Vera Hornung: Ich war auf dem Weg zum Gottesdienst im Kinderdorf in Miacatlán. Aus beiden Kinderdörfern waren alle Kinder und Jugendliche sowie unsere Mitarbeiter mit ihren Familien eingeladen, um diesen Tag mit der ganzen nph-Familie zu verbringen. Das erneute Beben am Samstag, den 23.09.2017, war in Miacatlán und Cuernavaca zum Glück kaum zu spüren.
nph: Am Dienstag, 19.09.2017, lag das Epizentrum des Bebens der Stärke 7,1 unter anderem im Bundesstaat Morelas. Dort befindet sich auch das Kinderdorf. Sie waren zu der Zeit vor Ort. War das beängstigend?
Vera Hornung: Am Dienstag passierte es um 13.14 Uhr. Ich war gerade im Büro der Schuldirektorin der Sekundaria. Die Erde bebte stark. Sofort liefen wir zum Schulhof. Die Ungewissheit, ob alle Schüler rechtzeitig die Klassenräume verlassen hatten, um sich an den bekannten Treffpunkten zu sammeln, war groß. Wir alle waren sehr aufgeregt und erschrocken. Das Beben dauerte an - wir waren dem hilflos ausgeliefert. Sekunden kamen mir vor wie Stunden. Einige Kinder weinten.
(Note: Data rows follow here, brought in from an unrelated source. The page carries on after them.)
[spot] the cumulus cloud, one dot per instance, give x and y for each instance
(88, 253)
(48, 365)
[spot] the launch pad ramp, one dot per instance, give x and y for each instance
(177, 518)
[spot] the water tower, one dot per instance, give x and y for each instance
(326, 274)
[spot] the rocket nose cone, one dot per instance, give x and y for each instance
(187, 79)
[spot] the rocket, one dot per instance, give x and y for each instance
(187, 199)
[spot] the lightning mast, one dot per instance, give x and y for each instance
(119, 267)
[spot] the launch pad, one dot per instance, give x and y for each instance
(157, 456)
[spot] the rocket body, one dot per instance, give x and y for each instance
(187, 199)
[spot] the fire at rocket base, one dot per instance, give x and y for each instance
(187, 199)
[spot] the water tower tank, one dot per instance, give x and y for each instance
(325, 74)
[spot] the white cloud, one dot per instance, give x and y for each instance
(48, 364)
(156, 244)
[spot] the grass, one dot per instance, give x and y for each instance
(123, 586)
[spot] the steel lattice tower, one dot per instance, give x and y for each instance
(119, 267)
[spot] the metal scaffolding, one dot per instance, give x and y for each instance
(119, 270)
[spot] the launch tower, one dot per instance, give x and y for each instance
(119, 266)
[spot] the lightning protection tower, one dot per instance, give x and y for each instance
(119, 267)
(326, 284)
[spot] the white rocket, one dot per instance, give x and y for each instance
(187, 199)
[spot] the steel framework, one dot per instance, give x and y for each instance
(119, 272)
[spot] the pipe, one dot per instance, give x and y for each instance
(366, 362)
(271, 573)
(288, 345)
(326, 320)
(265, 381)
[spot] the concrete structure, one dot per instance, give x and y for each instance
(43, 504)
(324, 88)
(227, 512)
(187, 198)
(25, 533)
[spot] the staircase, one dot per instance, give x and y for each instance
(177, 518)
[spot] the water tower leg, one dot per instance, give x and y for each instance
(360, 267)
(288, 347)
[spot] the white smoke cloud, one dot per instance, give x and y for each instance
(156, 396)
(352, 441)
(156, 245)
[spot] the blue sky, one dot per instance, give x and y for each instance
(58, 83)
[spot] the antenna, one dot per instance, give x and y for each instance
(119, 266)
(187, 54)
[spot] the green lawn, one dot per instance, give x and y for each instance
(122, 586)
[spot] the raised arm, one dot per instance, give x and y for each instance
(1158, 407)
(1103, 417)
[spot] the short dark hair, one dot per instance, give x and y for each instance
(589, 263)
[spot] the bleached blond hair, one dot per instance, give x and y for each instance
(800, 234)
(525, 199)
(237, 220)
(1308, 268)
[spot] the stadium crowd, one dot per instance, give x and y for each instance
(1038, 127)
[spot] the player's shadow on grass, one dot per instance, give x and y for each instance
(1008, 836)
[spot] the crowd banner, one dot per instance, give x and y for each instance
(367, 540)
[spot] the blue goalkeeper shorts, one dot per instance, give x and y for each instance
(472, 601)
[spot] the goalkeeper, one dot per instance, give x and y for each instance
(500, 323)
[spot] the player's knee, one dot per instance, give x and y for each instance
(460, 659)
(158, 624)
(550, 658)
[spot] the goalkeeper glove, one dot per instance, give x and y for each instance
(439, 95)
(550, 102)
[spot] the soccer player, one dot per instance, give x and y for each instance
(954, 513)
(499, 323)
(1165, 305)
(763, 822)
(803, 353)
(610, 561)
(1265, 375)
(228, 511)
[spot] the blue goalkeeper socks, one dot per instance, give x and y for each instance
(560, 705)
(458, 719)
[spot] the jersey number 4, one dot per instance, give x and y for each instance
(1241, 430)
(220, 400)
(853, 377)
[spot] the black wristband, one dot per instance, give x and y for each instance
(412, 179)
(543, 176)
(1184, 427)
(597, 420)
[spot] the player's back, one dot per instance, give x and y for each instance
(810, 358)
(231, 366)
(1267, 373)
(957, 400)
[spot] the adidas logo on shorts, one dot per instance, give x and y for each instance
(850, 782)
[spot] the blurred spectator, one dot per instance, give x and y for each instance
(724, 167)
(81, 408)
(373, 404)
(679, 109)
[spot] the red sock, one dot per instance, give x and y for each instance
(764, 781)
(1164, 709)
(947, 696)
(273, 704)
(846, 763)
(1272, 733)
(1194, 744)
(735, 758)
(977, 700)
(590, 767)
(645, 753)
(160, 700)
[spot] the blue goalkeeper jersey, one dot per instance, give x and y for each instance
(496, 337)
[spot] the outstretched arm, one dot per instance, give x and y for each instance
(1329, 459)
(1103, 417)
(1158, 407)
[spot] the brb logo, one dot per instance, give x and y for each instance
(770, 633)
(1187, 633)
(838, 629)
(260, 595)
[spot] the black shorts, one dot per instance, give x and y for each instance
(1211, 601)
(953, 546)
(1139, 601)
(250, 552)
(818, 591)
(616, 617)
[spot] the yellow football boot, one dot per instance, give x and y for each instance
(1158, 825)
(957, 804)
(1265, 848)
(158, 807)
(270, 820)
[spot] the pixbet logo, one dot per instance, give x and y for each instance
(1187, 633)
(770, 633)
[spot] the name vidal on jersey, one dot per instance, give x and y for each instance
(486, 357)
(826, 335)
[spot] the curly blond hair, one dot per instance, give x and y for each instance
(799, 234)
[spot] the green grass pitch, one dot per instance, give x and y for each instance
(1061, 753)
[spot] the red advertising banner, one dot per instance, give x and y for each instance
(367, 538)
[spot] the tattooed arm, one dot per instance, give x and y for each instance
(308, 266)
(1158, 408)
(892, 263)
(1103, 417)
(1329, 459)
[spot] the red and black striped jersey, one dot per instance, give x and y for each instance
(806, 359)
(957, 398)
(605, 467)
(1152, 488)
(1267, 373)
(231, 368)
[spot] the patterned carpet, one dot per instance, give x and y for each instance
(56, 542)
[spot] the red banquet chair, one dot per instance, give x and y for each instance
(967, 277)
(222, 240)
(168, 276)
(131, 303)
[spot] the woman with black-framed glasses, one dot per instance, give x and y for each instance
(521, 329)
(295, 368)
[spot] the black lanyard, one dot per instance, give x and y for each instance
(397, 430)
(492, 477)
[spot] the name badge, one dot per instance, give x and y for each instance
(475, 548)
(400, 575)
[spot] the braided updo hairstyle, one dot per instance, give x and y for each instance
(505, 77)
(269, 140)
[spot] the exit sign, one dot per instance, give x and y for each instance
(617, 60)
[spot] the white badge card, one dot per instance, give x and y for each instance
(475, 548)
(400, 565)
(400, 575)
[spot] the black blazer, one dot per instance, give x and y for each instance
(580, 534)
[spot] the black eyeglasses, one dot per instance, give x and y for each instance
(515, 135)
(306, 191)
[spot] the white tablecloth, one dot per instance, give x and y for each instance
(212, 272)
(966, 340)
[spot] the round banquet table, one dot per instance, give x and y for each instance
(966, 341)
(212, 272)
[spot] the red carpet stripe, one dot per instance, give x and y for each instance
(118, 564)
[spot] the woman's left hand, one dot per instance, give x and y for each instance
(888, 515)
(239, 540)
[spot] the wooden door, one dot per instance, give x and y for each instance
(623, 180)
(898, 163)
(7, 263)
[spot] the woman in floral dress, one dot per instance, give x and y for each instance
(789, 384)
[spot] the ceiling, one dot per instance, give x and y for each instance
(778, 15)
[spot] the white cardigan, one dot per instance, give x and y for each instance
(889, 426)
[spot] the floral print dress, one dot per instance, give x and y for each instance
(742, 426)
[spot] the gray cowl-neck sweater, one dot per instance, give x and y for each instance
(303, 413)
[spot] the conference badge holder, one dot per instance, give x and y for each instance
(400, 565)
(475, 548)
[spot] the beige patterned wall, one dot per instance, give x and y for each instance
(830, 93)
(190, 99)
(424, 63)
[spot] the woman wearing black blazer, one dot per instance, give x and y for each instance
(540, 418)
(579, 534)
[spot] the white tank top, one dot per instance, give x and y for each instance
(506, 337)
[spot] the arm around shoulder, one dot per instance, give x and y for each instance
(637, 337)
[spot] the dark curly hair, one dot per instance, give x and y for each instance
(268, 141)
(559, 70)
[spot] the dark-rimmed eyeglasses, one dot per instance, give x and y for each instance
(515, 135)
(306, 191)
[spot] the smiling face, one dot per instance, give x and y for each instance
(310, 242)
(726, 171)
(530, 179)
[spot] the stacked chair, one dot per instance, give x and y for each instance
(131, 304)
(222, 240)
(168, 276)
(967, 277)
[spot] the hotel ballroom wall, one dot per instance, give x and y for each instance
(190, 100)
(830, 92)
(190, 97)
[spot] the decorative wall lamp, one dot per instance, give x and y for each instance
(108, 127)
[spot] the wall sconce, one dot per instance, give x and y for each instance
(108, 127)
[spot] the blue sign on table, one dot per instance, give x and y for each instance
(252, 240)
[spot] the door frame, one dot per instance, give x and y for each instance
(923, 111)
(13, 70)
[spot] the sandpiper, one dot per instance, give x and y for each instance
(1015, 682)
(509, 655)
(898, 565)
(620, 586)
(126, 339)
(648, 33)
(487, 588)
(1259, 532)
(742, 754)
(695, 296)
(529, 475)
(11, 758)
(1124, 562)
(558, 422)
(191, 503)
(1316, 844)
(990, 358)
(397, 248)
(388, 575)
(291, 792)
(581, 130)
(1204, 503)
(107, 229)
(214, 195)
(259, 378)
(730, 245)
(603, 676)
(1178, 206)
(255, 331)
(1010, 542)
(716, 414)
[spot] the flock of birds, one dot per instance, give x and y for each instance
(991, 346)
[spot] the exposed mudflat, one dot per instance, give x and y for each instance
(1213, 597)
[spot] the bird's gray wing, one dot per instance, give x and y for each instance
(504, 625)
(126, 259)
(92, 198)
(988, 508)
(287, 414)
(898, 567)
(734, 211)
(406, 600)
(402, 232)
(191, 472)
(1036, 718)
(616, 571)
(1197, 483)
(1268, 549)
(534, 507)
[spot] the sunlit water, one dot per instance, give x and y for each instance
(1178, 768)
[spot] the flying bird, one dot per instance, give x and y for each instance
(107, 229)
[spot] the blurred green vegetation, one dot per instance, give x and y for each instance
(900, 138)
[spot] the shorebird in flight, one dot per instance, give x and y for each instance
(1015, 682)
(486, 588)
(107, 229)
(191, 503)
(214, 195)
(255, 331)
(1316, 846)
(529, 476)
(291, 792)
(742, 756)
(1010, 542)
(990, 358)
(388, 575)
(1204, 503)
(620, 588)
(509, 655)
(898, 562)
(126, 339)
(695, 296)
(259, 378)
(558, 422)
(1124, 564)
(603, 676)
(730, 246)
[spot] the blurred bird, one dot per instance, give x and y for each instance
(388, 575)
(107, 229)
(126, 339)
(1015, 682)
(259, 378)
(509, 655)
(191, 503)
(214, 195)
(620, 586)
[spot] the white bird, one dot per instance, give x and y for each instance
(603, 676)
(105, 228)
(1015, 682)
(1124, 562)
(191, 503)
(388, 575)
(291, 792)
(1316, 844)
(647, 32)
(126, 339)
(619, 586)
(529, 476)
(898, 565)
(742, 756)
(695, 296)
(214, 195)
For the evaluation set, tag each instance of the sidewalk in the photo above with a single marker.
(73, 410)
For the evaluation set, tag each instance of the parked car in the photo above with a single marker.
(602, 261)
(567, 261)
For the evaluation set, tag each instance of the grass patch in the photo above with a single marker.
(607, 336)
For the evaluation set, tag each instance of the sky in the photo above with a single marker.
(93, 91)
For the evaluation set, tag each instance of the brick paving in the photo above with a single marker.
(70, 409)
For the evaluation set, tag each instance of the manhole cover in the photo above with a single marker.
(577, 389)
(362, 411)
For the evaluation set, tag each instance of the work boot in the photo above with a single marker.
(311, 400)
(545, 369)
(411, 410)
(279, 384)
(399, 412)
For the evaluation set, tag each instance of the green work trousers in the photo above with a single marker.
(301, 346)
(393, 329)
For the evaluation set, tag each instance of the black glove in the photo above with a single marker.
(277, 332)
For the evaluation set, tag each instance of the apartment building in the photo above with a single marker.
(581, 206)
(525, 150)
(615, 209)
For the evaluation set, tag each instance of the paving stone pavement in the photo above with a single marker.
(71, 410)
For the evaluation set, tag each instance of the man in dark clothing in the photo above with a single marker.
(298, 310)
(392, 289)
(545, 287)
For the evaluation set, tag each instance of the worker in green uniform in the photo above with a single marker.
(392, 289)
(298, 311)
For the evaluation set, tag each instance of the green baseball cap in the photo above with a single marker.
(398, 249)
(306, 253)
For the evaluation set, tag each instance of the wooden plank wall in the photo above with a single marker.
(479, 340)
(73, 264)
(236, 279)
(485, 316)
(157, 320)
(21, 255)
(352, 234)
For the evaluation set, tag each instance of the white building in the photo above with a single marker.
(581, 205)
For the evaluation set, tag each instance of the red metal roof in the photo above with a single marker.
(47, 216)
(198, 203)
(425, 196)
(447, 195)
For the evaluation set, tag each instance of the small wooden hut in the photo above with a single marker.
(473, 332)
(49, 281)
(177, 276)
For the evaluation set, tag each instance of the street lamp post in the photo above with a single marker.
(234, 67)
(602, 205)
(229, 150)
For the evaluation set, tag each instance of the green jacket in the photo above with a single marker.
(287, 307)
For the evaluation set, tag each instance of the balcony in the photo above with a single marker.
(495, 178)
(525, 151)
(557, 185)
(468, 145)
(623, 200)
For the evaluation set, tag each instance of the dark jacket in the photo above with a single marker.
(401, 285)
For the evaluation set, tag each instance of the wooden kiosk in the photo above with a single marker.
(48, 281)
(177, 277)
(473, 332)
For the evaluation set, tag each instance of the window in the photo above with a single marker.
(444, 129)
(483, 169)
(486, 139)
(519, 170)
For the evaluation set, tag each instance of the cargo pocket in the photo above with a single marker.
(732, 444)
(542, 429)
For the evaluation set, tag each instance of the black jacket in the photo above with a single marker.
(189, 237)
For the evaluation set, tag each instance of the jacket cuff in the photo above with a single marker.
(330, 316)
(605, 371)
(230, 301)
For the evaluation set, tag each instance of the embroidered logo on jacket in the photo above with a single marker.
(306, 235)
Ich hoffte so sehr, dass keine herabfallenden Steine oder Bäume uns begruben. Für einen kurzen Moment dachte ich, der Boden unter meinen Füßen reißt gleich auf. Ich war sehr überwältig, auch wegen der großen Verantwortung für die Kinder. Wir hatten für ihre Sicherheit zu sorgen. Im Nachhinein, als ich das ganze Ausmaß der Zerstörung sah, war ich sehr dankbar, dass alle Kinder gesund und die Evakuierung aus den Schulräumen kontrolliert und schnell abgelaufen war.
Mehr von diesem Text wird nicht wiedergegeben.